You should spend around 40 minutes on this task. Write at least 250 words

Many criminals re-offend after they have been punished. Why do some people continue to commit crimes after they have been punished, and what measures can be taken to tackle this problem?

Give reasons for your answer and include any relevant examples from your own knowledge or experience. Write at least 250 words


Before writing this essay, I read this article from The Guardian. It gave me lots of good ideas and some nice vocabulary chunks too.


Crime is a pervasive problem in most countries around the world. Despite penalties such as incarceration and fines, many criminals are likely to re-offend. In this essay, I will outline three main reasons for this and suggest some ways to minimise the problem.

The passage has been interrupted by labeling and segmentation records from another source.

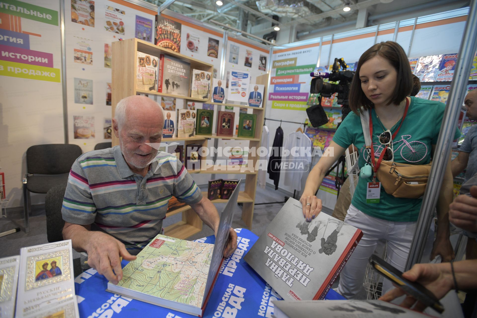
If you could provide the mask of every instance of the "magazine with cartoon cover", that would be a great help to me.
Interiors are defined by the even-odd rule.
[[[79,317],[71,240],[22,247],[19,272],[15,317]]]
[[[238,196],[238,191],[234,191],[220,215],[214,244],[158,234],[123,268],[118,285],[108,282],[106,290],[203,316],[224,259]]]
[[[450,85],[436,85],[432,89],[432,92],[429,98],[431,101],[441,102],[445,104],[447,103],[449,97],[449,91],[450,90]]]
[[[430,317],[391,303],[378,300],[274,300],[276,318],[319,317],[327,318],[424,318]]]
[[[20,265],[20,255],[0,258],[0,317],[12,318],[15,313]]]
[[[429,96],[431,95],[431,92],[432,91],[432,85],[428,85],[421,86],[421,89],[416,94],[416,97],[422,98],[423,99],[429,99]]]
[[[159,58],[138,51],[137,62],[136,89],[156,92]]]
[[[192,70],[192,82],[190,97],[194,98],[210,99],[210,82],[212,73],[200,70]]]
[[[185,138],[194,136],[196,132],[196,111],[179,109],[177,111],[177,137]]]
[[[459,54],[457,53],[444,54],[439,67],[439,72],[436,77],[437,82],[450,82],[454,77],[456,64]]]
[[[414,69],[414,75],[421,82],[435,82],[442,60],[442,54],[421,56]]]
[[[157,92],[189,96],[190,63],[163,54],[159,58]]]
[[[322,212],[307,222],[290,198],[245,259],[284,299],[323,299],[362,236]]]

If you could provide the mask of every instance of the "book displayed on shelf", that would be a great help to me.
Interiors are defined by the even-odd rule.
[[[207,198],[212,201],[222,198],[222,179],[209,180]]]
[[[19,272],[16,317],[79,318],[71,240],[22,247]]]
[[[275,318],[316,317],[343,318],[425,318],[429,315],[377,299],[373,300],[274,300]]]
[[[190,63],[160,54],[157,92],[188,96],[190,73]]]
[[[449,91],[450,90],[450,85],[436,85],[432,89],[432,92],[431,93],[430,99],[431,101],[436,101],[441,102],[445,104],[447,103],[447,98],[449,97]]]
[[[233,137],[235,113],[219,111],[217,115],[217,135]]]
[[[194,98],[209,99],[212,73],[205,71],[193,69],[192,78],[190,97]]]
[[[20,255],[0,258],[0,313],[2,317],[14,316],[20,265]]]
[[[459,54],[457,53],[444,54],[442,57],[439,72],[436,77],[436,82],[449,82],[452,80],[454,71]]]
[[[159,58],[137,52],[137,68],[136,71],[136,89],[143,91],[157,90],[157,63]]]
[[[200,148],[202,145],[190,144],[186,145],[186,169],[188,171],[200,170],[202,159]]]
[[[117,285],[108,283],[107,290],[203,317],[223,262],[238,196],[235,191],[224,208],[214,244],[158,234],[123,268]]]
[[[238,117],[238,131],[237,137],[255,138],[257,127],[256,114],[241,113]]]
[[[431,95],[431,92],[432,92],[432,85],[421,86],[421,89],[416,94],[415,97],[422,98],[423,99],[429,99],[429,96]]]
[[[214,111],[197,109],[196,121],[196,134],[212,135]]]
[[[253,85],[253,90],[249,94],[249,106],[253,107],[262,107],[264,89],[264,85],[256,84]]]
[[[362,236],[325,213],[307,222],[301,204],[290,198],[245,260],[284,298],[322,299]]]
[[[214,103],[224,103],[225,100],[225,89],[222,86],[222,81],[213,79],[212,99]]]
[[[196,111],[179,109],[177,111],[177,134],[179,138],[192,137],[196,132]]]
[[[164,126],[162,129],[162,138],[172,138],[176,129],[176,112],[163,110]]]
[[[154,44],[180,53],[180,32],[182,24],[156,15]]]
[[[421,56],[416,64],[414,75],[417,76],[421,82],[436,82],[442,56],[442,54]]]
[[[238,180],[237,179],[222,179],[222,198],[228,200],[238,184]]]

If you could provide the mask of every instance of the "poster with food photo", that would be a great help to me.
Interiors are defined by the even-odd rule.
[[[156,15],[154,44],[180,53],[182,28],[181,23]]]
[[[94,1],[71,0],[71,21],[94,27]]]
[[[198,35],[193,33],[187,32],[186,37],[186,47],[187,50],[191,52],[197,53],[199,50],[199,43],[200,41]]]
[[[104,29],[106,31],[124,35],[124,25],[123,20],[125,14],[126,12],[124,10],[106,6],[104,13],[104,17],[106,18]]]
[[[207,56],[217,58],[218,57],[218,40],[209,38],[207,46]]]
[[[111,46],[104,43],[104,67],[111,68],[111,58],[113,56],[113,49]]]
[[[91,116],[73,116],[75,139],[92,139],[94,138],[94,117]]]
[[[93,65],[93,51],[91,50],[92,41],[87,39],[73,36],[75,40],[73,55],[75,63]]]

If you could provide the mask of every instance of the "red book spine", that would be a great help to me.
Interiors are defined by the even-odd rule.
[[[162,77],[163,72],[164,70],[164,54],[161,54],[159,56],[159,70],[157,72],[158,78],[157,79],[157,92],[160,93],[162,92]]]
[[[326,294],[330,290],[330,288],[331,288],[333,283],[334,283],[334,281],[336,280],[336,278],[338,277],[338,275],[339,275],[340,272],[341,272],[341,270],[344,267],[344,265],[346,264],[346,262],[350,259],[351,253],[354,250],[354,249],[356,248],[356,246],[358,245],[358,243],[362,237],[363,232],[361,232],[361,230],[357,230],[356,233],[354,233],[354,235],[353,236],[353,238],[350,241],[350,243],[348,243],[348,246],[343,251],[342,254],[338,261],[336,262],[336,264],[333,267],[333,269],[326,277],[324,282],[323,283],[323,285],[318,289],[318,291],[315,295],[315,297],[313,297],[313,300],[325,299],[325,296],[326,296]]]

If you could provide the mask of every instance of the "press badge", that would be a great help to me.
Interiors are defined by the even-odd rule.
[[[379,197],[381,195],[381,182],[368,182],[366,188],[366,203],[379,203]]]

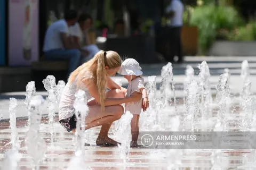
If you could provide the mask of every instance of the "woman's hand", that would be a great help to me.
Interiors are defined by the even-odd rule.
[[[142,109],[143,112],[147,110],[147,109],[149,107],[149,103],[147,97],[143,98],[142,101]]]
[[[137,91],[133,92],[129,98],[131,99],[131,102],[136,102],[139,101],[141,99],[142,97],[142,94],[140,92],[138,92]]]

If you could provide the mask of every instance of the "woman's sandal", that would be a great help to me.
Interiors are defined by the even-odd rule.
[[[119,144],[121,145],[121,143],[118,143]],[[105,143],[101,144],[96,144],[97,146],[99,147],[117,147],[117,145],[113,144],[111,143]]]

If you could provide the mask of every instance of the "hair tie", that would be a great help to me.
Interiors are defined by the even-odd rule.
[[[107,64],[107,65],[108,62],[107,61],[107,52],[103,51],[104,52],[104,61],[105,62],[105,65]]]

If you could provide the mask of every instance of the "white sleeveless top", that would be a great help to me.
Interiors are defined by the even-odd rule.
[[[89,77],[91,76],[91,73],[88,72],[86,73],[86,74],[87,75],[85,76]],[[72,83],[68,81],[62,91],[60,98],[59,106],[59,120],[60,121],[70,117],[74,114],[75,108],[73,105],[76,99],[75,94],[79,89],[85,91],[87,100],[92,98],[85,86],[83,88],[77,88],[76,79]]]

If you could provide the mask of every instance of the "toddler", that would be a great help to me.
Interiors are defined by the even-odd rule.
[[[125,60],[122,64],[118,73],[124,75],[124,78],[129,82],[126,96],[130,96],[135,92],[142,94],[143,98],[136,103],[125,104],[125,110],[130,111],[133,115],[131,122],[131,132],[132,134],[131,147],[138,146],[137,140],[139,137],[139,119],[141,108],[145,111],[149,106],[148,95],[144,87],[144,79],[142,78],[142,72],[139,63],[133,58]]]

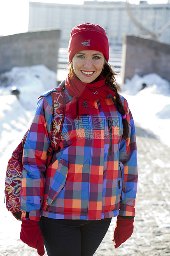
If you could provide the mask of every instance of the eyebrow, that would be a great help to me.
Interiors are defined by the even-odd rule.
[[[86,55],[85,53],[83,53],[83,52],[77,52],[76,53],[76,54],[82,54],[82,55]],[[94,54],[92,56],[93,56],[95,55],[100,55],[101,56],[102,56],[102,55],[100,53],[94,53]]]

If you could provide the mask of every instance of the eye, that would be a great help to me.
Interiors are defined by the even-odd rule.
[[[101,59],[101,57],[98,56],[94,56],[93,59]]]
[[[83,59],[84,58],[84,56],[83,55],[79,55],[77,57],[77,58],[79,58],[79,59]]]

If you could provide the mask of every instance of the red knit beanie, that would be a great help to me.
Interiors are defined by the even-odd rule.
[[[93,50],[102,52],[107,62],[109,58],[109,42],[105,30],[96,24],[80,24],[72,30],[68,45],[68,59],[80,51]]]

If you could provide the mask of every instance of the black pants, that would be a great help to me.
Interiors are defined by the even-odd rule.
[[[48,256],[91,256],[106,234],[112,218],[84,220],[42,217],[40,220]]]

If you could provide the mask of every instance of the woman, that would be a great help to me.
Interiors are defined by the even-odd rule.
[[[44,254],[42,233],[50,256],[90,256],[112,217],[117,216],[115,248],[133,232],[135,128],[127,101],[117,92],[109,54],[102,28],[87,23],[72,29],[65,116],[45,182],[53,121],[51,94],[37,104],[23,157],[20,237],[40,255]]]

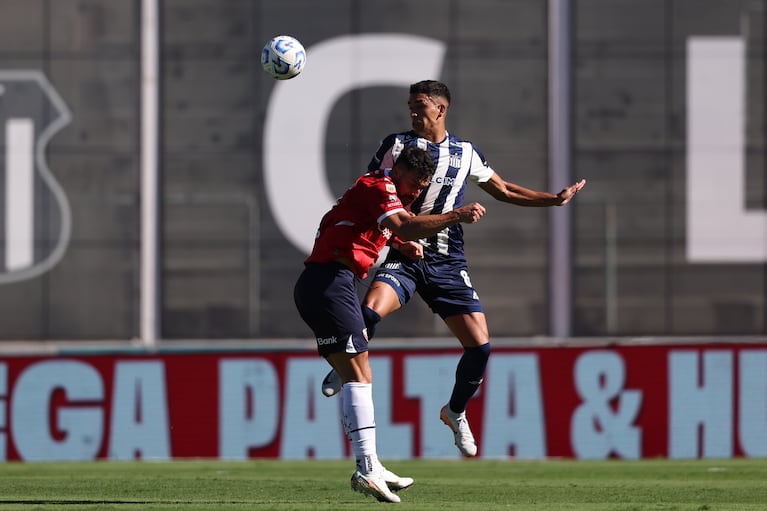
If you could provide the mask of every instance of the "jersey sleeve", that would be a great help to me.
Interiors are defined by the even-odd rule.
[[[380,224],[387,217],[405,211],[399,196],[397,188],[388,179],[378,179],[368,188],[367,204],[370,212]]]
[[[471,167],[469,167],[469,179],[475,183],[486,183],[493,177],[495,171],[485,159],[485,155],[474,145],[471,145]]]

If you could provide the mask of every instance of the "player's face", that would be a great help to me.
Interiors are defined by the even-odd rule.
[[[428,134],[444,122],[447,109],[444,103],[442,98],[432,98],[424,93],[410,95],[407,102],[410,122],[419,137],[428,138]]]
[[[396,168],[396,167],[395,167]],[[410,169],[398,169],[399,172],[392,175],[394,184],[397,185],[397,195],[403,206],[409,206],[421,195],[424,188],[429,186],[429,180],[420,180],[415,172]]]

Criminals commit offences after punishment for several reasons. Firstly, their background plays a major role. For instance, if a person comes from a criminal family, or has friends involved in drugs and burglaries, it can be difficult for them to escape this world. In addition to this social factor, substance abuse can also increase the likelihood of returning to crime. Indeed, the majority of crime stems from drug and alcohol addiction. Finally, being an ex-convict often means being stigmatised and excluded from society. This ostracism may thus limit their ability to find work, housing and, essentially, to rebuild their lives. Without any opportunities, the offender may revert to a life of crime.

Despite the seriousness of the recidivism problem, there are a number of possible ways to remedy the situation. The key factor is the treatment of the underlying issues. In many cases, this may mean rehabilitation for drug or alcohol dependence, either in prison or in the community.  In other cases, education programs or training could be useful. These practical skills and qualifications can enhance employability, which would, in turn, dramatically reduce the risk of re-offending. To complement this, work placements or job-hunting assistance would also help to improve former criminals’ prospects.

In conclusion, although re-offending can be a vicious cycle, driven by background and social problems, it can be reduced by effective intervention initiatives and greater support in the community.